Raisedon Baya
MY first serious read was a strange one — very strange for a young boy living right in the middle of a township. I was in Form One at Sobukhazi Secondary School and had just joined the Mzilikazi community library’s senior section. Why I joined the library when most of my friends and young boys my age were not members and not interested in becoming members of the library I don’t know even up to this day. (Some of my friends and peers even went to their graves without seeing the inside of a public library.)
Books were not the in-thing for young boys growing in Makokoba then. Young boys my age played hard, smoked hard, gambled hard, and hustled hard. There was no time to waste, no time for books and what many called girlish activities. Up to this day I still don’t remember why I went against the grain and joined the public library. However, that decision did change the course of my life and stirred me away from danger and early death.
So there I was in the library, moving from one shelf to another looking for my first serious read. The library was always a cool place. The place had a good air conditioner that tirelessly blew some soft breeze around the room daily. It’s floors were always sparkling clean as if the building didn’t belong in the township. You entered the building and immediately forgot that you were in the middle of Mzilikazi Township. After walking around, marvelling at the stacks and stacks of books neatly covered in plastic, I stopped at the African Section. Later this section became my favourite corner of the library for many years.
I remember picking a few tittles before I saw it. I don’t know what drew me to the book but I remember holding Buchi Emecheta’s The Joys of Motherhood in my hands and feeling very excited. (See why I said it was a strange choice.) Why this particular title, I have always wondered. I was just a boy, and very adventurous too, so why was I attracted to The Joys of Motherhood? My mother was not a joyful woman or mother then — she had too much to do and too many children to look after for her to sit down and savour the real joys of motherhood. Perhaps I took the book because it was the kind of book I wished her to read — just so that for a moment she could feel some happiness for contributing to the human race. (The basis of the novel is the necessity for a woman to be fertile, and above all give birth to sons — and my mother has six sons!)

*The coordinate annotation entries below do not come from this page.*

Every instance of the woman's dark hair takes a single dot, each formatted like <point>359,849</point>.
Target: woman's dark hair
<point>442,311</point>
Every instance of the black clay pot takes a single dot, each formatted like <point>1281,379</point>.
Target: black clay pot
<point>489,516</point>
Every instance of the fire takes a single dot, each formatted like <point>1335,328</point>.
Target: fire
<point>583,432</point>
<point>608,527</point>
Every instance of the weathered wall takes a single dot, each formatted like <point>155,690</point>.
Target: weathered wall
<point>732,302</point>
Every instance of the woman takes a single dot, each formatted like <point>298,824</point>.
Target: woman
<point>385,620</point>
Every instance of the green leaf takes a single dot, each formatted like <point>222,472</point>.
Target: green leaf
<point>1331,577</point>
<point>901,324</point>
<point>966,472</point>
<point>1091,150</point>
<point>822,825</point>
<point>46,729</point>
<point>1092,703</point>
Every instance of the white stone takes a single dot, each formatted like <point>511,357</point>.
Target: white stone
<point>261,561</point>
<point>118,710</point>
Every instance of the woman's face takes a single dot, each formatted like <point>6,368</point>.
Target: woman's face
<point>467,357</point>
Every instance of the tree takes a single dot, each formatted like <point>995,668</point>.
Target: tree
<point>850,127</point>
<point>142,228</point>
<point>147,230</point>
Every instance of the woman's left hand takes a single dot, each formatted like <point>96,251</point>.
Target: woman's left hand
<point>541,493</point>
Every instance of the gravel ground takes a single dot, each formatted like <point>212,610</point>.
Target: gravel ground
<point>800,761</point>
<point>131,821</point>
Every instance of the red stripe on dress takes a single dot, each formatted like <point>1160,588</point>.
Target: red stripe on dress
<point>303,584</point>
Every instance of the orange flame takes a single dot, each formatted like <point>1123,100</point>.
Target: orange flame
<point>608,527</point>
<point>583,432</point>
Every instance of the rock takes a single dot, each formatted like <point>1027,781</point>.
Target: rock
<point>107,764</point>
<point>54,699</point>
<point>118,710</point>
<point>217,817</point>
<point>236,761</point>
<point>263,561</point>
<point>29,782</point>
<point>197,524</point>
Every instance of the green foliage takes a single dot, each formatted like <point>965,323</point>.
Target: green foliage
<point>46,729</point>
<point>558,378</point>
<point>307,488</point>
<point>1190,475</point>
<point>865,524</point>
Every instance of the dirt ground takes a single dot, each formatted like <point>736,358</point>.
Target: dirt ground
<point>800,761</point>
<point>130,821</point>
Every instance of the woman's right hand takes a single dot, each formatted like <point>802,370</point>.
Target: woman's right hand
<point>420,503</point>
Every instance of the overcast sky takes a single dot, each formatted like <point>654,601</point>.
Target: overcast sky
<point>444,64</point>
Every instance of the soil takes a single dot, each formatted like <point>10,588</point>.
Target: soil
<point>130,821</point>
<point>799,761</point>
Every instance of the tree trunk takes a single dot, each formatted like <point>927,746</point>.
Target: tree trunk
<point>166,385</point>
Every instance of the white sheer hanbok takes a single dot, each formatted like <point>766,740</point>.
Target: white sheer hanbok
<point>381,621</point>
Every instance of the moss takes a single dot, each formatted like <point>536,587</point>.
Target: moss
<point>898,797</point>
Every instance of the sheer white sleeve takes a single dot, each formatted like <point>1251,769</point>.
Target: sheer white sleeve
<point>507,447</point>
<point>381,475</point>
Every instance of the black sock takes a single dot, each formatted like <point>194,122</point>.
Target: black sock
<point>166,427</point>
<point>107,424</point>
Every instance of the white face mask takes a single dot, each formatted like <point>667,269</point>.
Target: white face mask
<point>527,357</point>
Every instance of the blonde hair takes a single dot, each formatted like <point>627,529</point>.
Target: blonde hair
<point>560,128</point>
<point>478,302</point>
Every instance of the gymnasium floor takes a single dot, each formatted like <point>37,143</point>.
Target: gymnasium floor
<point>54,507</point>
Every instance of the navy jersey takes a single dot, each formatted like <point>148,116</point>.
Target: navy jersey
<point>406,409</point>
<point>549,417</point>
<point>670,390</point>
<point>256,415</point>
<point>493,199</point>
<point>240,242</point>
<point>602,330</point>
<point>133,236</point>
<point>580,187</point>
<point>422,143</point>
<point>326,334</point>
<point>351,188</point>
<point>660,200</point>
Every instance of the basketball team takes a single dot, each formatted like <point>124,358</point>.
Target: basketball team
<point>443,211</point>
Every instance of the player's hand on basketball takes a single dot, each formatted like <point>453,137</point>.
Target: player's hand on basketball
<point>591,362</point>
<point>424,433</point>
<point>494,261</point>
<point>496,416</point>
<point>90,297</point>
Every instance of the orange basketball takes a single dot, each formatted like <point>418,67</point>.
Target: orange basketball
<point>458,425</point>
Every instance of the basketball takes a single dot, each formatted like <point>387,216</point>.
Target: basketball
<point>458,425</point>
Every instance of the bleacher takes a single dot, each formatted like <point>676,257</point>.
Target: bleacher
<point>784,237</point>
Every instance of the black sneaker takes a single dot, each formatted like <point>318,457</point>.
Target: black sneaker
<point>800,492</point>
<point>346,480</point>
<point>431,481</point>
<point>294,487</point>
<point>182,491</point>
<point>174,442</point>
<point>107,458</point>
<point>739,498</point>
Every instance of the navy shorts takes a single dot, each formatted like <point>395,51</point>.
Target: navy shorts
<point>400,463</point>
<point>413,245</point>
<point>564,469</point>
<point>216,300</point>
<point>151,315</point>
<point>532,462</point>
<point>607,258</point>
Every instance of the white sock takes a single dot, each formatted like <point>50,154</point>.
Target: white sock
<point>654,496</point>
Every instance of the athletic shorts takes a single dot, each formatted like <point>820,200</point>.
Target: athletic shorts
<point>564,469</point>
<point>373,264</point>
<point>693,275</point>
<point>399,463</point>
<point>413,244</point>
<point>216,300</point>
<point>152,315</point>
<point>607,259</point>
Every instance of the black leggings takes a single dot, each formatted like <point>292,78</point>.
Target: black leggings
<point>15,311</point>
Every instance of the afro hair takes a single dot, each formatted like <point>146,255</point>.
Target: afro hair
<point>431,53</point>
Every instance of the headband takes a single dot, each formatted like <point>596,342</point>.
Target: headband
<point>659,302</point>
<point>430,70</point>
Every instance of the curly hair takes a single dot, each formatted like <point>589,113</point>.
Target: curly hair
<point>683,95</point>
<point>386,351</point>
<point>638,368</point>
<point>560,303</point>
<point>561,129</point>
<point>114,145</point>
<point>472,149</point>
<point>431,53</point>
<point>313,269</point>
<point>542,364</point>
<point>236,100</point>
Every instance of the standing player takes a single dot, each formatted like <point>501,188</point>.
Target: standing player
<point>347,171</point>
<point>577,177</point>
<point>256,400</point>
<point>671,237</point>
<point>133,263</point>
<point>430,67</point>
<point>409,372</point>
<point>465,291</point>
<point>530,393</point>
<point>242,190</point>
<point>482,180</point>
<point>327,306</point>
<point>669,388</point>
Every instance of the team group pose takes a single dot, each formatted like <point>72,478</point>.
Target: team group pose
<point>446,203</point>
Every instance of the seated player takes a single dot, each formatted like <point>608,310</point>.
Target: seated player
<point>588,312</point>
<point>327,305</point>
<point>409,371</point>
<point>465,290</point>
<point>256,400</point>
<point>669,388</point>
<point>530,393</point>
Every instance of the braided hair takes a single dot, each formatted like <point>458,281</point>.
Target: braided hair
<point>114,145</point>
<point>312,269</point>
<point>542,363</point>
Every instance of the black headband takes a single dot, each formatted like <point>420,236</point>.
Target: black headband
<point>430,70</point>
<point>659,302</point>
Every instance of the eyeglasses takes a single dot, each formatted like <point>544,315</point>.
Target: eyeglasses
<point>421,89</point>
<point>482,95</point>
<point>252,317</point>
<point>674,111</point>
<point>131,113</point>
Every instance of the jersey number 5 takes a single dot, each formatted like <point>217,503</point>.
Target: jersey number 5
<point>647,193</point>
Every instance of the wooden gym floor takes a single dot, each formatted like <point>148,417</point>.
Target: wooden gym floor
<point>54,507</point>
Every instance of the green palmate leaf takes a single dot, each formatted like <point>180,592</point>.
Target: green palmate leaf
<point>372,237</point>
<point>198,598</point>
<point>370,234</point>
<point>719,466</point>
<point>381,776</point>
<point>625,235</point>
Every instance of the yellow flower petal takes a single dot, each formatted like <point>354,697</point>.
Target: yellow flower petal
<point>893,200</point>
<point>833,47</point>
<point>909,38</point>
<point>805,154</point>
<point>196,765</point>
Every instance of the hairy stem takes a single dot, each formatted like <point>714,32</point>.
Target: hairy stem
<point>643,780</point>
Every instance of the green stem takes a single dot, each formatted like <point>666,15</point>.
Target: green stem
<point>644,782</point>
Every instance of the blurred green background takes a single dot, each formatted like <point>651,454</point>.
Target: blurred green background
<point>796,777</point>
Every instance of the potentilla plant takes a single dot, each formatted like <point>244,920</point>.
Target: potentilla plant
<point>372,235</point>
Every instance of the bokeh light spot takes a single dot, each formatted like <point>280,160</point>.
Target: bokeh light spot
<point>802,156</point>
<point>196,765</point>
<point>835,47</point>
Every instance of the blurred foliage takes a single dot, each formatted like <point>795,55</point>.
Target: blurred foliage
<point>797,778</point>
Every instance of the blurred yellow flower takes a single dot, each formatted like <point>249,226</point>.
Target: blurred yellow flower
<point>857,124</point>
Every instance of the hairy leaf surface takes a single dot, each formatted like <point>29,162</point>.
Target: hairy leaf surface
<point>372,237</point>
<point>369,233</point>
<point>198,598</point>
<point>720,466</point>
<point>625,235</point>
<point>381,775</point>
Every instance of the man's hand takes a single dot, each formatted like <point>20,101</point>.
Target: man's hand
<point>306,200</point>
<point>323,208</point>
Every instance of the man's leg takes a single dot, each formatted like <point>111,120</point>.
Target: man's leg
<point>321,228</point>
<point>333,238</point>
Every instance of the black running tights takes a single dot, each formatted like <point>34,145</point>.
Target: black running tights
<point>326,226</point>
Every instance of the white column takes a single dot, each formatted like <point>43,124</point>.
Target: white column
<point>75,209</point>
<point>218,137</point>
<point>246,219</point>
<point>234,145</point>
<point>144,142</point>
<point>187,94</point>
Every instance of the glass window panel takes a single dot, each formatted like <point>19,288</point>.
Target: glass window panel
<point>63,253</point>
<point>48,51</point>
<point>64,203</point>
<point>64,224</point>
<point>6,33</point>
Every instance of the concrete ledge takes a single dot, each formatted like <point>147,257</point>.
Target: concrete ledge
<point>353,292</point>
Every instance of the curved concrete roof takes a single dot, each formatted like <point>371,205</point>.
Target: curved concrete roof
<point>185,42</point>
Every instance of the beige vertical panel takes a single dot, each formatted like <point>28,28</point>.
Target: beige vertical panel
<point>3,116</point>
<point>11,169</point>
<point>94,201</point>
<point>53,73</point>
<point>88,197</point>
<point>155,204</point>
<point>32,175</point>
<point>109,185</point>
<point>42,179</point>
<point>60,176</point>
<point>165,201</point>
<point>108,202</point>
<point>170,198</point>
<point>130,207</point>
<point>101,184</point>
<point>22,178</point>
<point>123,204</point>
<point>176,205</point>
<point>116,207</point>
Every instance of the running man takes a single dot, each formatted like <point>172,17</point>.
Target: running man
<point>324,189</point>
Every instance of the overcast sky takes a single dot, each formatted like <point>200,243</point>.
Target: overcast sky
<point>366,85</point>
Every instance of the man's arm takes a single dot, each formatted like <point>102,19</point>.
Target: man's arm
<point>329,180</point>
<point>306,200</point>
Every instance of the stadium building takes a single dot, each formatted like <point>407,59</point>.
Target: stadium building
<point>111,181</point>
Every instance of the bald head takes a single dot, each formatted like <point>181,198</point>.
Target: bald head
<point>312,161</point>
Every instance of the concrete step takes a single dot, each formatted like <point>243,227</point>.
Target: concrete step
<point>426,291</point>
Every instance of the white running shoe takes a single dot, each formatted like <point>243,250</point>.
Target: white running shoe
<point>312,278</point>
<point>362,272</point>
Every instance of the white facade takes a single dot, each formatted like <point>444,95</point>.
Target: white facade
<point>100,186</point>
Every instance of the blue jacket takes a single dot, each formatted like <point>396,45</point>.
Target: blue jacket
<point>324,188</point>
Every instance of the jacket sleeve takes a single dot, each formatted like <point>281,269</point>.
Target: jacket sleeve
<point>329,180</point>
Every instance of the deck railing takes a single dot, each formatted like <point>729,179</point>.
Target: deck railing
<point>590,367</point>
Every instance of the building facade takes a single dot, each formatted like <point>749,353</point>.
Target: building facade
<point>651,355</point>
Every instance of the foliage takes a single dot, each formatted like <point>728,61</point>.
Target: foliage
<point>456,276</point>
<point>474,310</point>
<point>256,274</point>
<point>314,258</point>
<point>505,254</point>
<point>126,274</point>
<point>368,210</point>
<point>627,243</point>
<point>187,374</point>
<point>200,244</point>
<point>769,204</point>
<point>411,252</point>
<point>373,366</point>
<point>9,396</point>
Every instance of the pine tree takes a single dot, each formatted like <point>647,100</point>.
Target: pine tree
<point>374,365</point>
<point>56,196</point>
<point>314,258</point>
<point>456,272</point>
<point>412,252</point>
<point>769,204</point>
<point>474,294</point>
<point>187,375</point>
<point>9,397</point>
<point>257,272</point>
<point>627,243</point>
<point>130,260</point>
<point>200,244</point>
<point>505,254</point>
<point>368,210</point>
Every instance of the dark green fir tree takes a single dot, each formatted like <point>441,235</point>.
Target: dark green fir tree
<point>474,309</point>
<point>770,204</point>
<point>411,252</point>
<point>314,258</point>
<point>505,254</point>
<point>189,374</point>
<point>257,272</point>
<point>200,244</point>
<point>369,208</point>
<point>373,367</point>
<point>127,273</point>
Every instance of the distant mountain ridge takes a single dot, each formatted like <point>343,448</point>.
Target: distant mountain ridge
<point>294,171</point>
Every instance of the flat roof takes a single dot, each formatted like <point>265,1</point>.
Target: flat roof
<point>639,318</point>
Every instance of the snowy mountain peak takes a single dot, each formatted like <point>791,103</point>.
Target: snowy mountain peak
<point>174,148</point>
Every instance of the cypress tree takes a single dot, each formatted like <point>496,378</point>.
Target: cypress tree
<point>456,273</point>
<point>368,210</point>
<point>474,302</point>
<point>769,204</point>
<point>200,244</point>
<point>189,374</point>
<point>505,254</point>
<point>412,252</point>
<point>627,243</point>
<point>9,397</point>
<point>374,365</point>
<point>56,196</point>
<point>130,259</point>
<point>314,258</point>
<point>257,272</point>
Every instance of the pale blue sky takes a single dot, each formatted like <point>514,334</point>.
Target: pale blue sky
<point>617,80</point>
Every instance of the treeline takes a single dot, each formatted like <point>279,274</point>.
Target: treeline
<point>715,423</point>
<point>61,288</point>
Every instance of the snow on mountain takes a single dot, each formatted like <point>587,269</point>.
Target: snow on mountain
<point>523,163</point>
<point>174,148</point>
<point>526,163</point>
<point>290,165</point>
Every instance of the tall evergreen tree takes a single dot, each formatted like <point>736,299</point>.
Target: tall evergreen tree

Whatever the reason was, I took the book home and plunged into the world of literature. My love for words and my serious flirtation with literature began that week. I was also very lucky to have a big brother who was an avid reader as well. My brother read anything printed. He ate words for breakfast, lunch and supper. He devoured books, in all their sizes, shapes and smells. He introduced me to the likes of Desmond Bagley, Robert Ludlum and to naughty writers like James Hadley Chase and Nick Carter. I remember him trying to hide Nick Carter novels from me but I always found them. I learnt to read faster so as not to get caught or to avoid him taking the books back before I finished reading.
In books I discovered a lot. I discovered priceless treasures. I discovered things neither my parents nor friends and peers could tell me. I discovered a world bigger and much better than Makokoba, Mzilikazi and the other townships I knew. I discovered that words could give me wings, wings I used to fly to places far and beyond. Books took me to countries I never imagined, books introduced me to many cultures. I travelled to Nigeria, South Africa, Ghana, Kenya, Cameroon, Senegal and other African countries — countries I didn’t even know where to place on the world map through the eyes of writers like Ngugi, Es’kia Mphahlele, Njabulo Ndebele, Ousmane Sembene, Kalu Okpi, Micere Mugo, Kalu Opki, Can Themba, Grace Ogot, Nardine Gordimer, Wole Soyinka, Miriama Ba and Chinue Achebe. I travelled to Europe and America on the pages of works by the likes of Agatha Christie, Desmond Bagley, Jefrey Archer, Len Deighton, Leo Tolstoy and many others. Long before I knew what a passport was I had crossed borders. I was introduced to very interesting characters by these writers, some of these characters have stuck with me to this very day.
I discovered that I could temporarily escape the poverty and monotony of township through the pages of a book. Books became some form of escapism.
With years I realised the more I read the more I became better at seeing the world. The more I read the more I saw possibilities of getting out of the township. The more I read the more I wanted to write, to share my own stories — stories about where I came from and the people around me. I suddenly wanted my life, my friends’ lives and the world I lived in to also be on pages of books. Reading inspired me to write.
Now I read for pleasure. I read to escape the harsh realities of my surroundings. I read to expand my horizons and knowledge base. I read to feed my insatiable brain. Sometimes I read just to experience the sumptuous taste of good words strung joyfully together into beautiful phrases and sentences. Remember writing is like cooking, it’s art. I read because there is nothing that uplifts my spirits better than good literature. I read because there is so much joy wrapped in ink and paper and this joy is far much better than pizza, a box of chocolate or a bottle of wine. And so today I say enough respect to all writers and storytellers of the world. Thank you for writing and keep the stories coming.